The secondary focus is on improvement by letter grade, which you can see by the color red. Because Sickels only ranks Grade C or better, that means becoming a C+ or better guy after being previously identified as a Grade C.
Top 20 guys (for the Nationals) from 2013 are in bold while guys that played their way onto the list are in italics. Because it would be specious, I chose to neither bold nor italicize Vettleson and Rivero, though I did indicate whether or not they improved.
Now that that’s out of the way, time for a few quick thoughts…
…The sea of red shows what most of us already know: there were several guys that truly improved in 2013.
…With only eight repeats, there were also quite a few guys that took a step back — most notably, RHP Christian Garcia and LHPs Sammy Solis and Matt Purke.
…After falling to seven players graded at B- or better (and none A or A-), the system has rebounded to nine, though that does include one acquired by trade and one drafted.
Rather than summarize Sickels any further, I highly recommend folks click through and read his thoughts on the system, which begins after the list of players outside of the Top 20.
A lot to ponder here, need more time to gather thoughts, but first glance the most pleasant surprise is his rating of Drew Ward.
Great photo.
Tony Renda also a pleasant surprise, IMO.
Potentially on the low side, as as far as I’m concerned, is Treinen (although I would have graded him C before spring training – but given his spring, and now 3 IP in the majors without a run, at least C+ is justified); Cole (I’d go for B+).

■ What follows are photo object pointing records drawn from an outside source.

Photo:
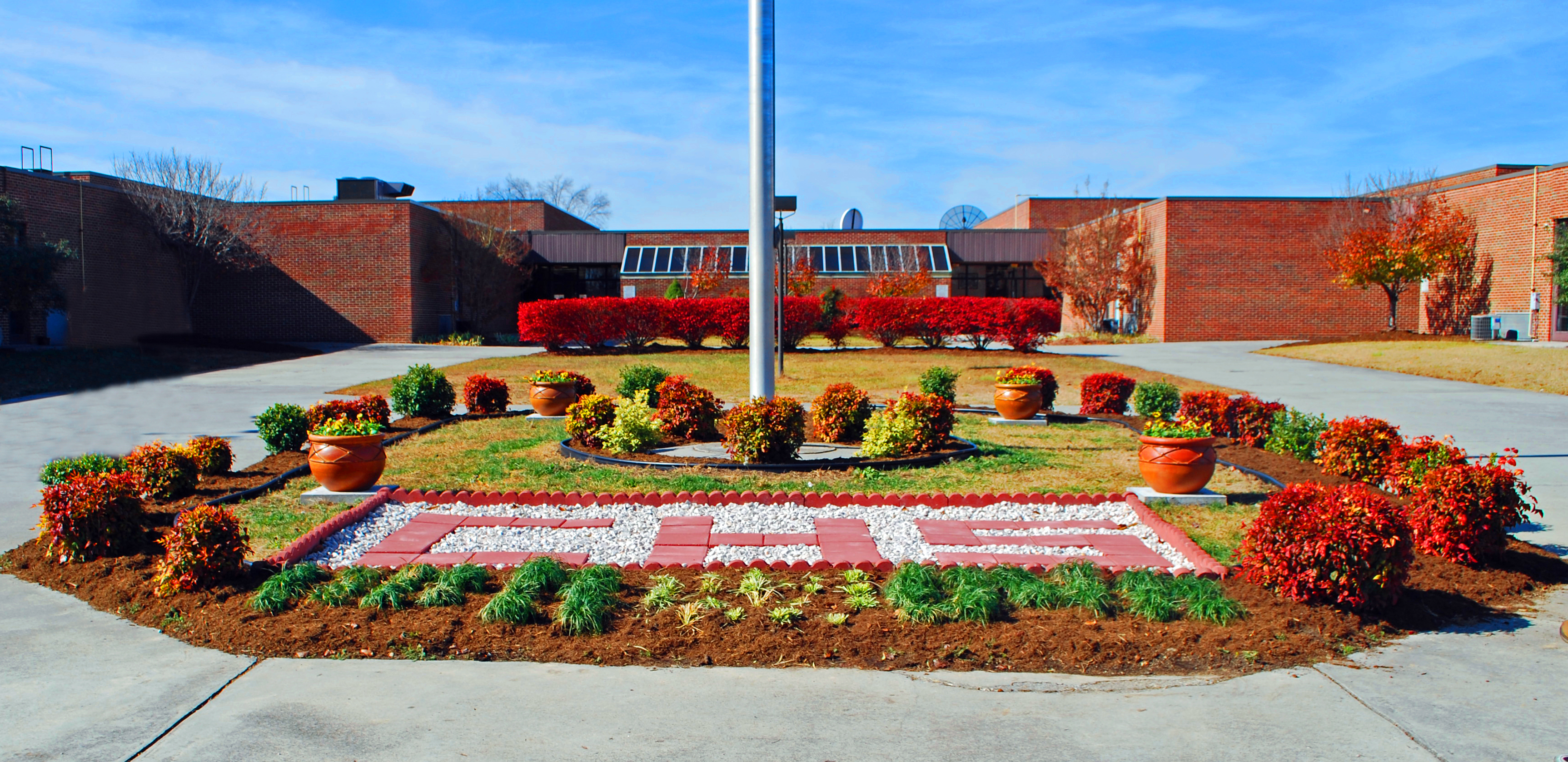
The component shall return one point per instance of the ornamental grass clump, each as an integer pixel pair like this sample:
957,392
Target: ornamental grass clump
90,516
588,416
485,396
348,585
291,584
687,410
634,429
60,471
206,546
766,430
164,472
1341,546
424,392
283,429
1106,392
642,378
1032,375
212,455
842,411
588,599
940,380
1156,399
1359,447
1462,512
1296,433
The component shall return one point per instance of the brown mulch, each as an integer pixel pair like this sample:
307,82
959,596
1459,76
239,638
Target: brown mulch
951,446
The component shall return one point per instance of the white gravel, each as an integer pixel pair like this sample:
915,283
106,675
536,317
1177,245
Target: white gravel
636,527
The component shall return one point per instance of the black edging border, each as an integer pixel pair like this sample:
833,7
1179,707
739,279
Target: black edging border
778,468
299,471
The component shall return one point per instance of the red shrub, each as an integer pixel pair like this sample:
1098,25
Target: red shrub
687,410
841,413
1463,512
1359,447
802,316
934,416
883,319
1252,419
691,321
164,472
734,321
206,544
90,516
212,455
1106,392
1210,410
485,394
1410,463
1341,546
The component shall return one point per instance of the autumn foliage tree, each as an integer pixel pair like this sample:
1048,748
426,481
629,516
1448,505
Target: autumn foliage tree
1396,233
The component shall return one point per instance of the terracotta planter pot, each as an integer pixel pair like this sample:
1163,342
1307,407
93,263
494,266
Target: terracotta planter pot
553,399
1018,402
1176,466
347,463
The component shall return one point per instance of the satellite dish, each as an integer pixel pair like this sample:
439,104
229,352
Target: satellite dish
962,217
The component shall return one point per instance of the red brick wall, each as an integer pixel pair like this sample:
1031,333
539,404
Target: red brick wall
131,284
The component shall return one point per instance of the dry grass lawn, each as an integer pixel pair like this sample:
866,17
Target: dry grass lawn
1536,369
517,454
880,372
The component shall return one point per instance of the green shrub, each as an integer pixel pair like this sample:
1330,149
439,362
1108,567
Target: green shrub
766,430
941,381
642,377
283,427
165,472
1156,399
60,471
424,392
1296,433
634,429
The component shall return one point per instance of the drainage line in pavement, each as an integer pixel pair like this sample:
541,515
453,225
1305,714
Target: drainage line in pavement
192,713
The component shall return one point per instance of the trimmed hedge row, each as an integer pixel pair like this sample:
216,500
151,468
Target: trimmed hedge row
934,321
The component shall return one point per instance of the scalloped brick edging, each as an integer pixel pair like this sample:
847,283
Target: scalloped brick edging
1167,532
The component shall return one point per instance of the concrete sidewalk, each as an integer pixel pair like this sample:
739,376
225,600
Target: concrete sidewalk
82,684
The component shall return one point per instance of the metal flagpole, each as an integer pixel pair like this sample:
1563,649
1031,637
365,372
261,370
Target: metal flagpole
760,245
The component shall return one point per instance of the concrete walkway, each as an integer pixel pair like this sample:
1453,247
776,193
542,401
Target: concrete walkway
82,684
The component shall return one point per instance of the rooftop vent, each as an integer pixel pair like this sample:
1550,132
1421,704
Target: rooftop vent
371,189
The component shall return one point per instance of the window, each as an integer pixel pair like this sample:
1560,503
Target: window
680,259
874,259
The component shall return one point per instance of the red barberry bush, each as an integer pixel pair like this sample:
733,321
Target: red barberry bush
1043,377
1208,408
206,544
1106,392
90,516
687,410
587,416
212,455
164,472
1359,447
766,430
1252,419
1344,546
1463,512
1410,463
485,394
841,413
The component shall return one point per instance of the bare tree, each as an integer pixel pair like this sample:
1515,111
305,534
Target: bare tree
559,192
1101,266
209,220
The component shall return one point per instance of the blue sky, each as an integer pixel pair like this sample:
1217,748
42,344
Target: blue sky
901,109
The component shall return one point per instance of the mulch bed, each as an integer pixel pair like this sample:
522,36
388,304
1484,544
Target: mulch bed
1275,634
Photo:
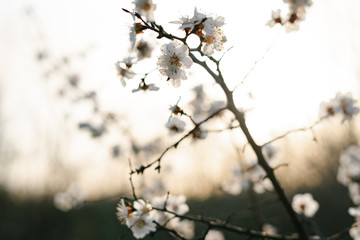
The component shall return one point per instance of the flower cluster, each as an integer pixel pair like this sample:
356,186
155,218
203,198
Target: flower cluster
71,198
143,217
145,8
343,104
305,204
138,217
173,61
208,28
297,12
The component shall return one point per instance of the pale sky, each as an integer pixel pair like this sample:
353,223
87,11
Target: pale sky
301,70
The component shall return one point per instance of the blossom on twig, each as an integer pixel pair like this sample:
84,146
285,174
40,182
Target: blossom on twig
173,61
305,204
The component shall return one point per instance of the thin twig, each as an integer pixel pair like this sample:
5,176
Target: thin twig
158,160
257,61
131,182
221,224
310,128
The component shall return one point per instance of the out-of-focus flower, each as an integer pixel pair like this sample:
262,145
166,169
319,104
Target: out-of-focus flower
185,227
144,49
142,208
342,104
214,235
175,125
141,226
275,18
269,229
146,87
145,8
355,230
71,198
354,192
123,212
96,131
305,204
295,4
176,204
173,61
349,168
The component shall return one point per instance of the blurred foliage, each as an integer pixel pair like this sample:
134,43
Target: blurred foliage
39,219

Sickels indicated in the comments that Cole may well end up as a B+ when Sickels finalizes the grades for his annual prospects book, due out fairly shortly.
One can never draft enough LHP starters
Renda is a real grinder. Flashes good leather @ 2b
A long year ahead for some injured guys
To re apply themselves
Zach Walters had another home run for the big boys last night. Good job by the Nats; he was pretty raw when they got him.
No Severino, let’s hope he wows us this year at the Pfitz.
The criticism with his ranking “system” of course, is that he doesn’t distinguish between the best prospect in the minors and the 25th such ranked prospect, thanks to them all getting an “A.” I’ve read stories about how, instead of reacting to such criticism he’s simply blocked questioners on twitter.
Not sure how that’s possible, given that he’s ranked as many as the top 150 prospects in a mixed list and that he gives out very few “A” grades (eight last year).
while the top 3-5 may be elite prospects I doubt there is much difference in the next 20-25 players and anybody who thinks they can tell you the difference is blowing smoke.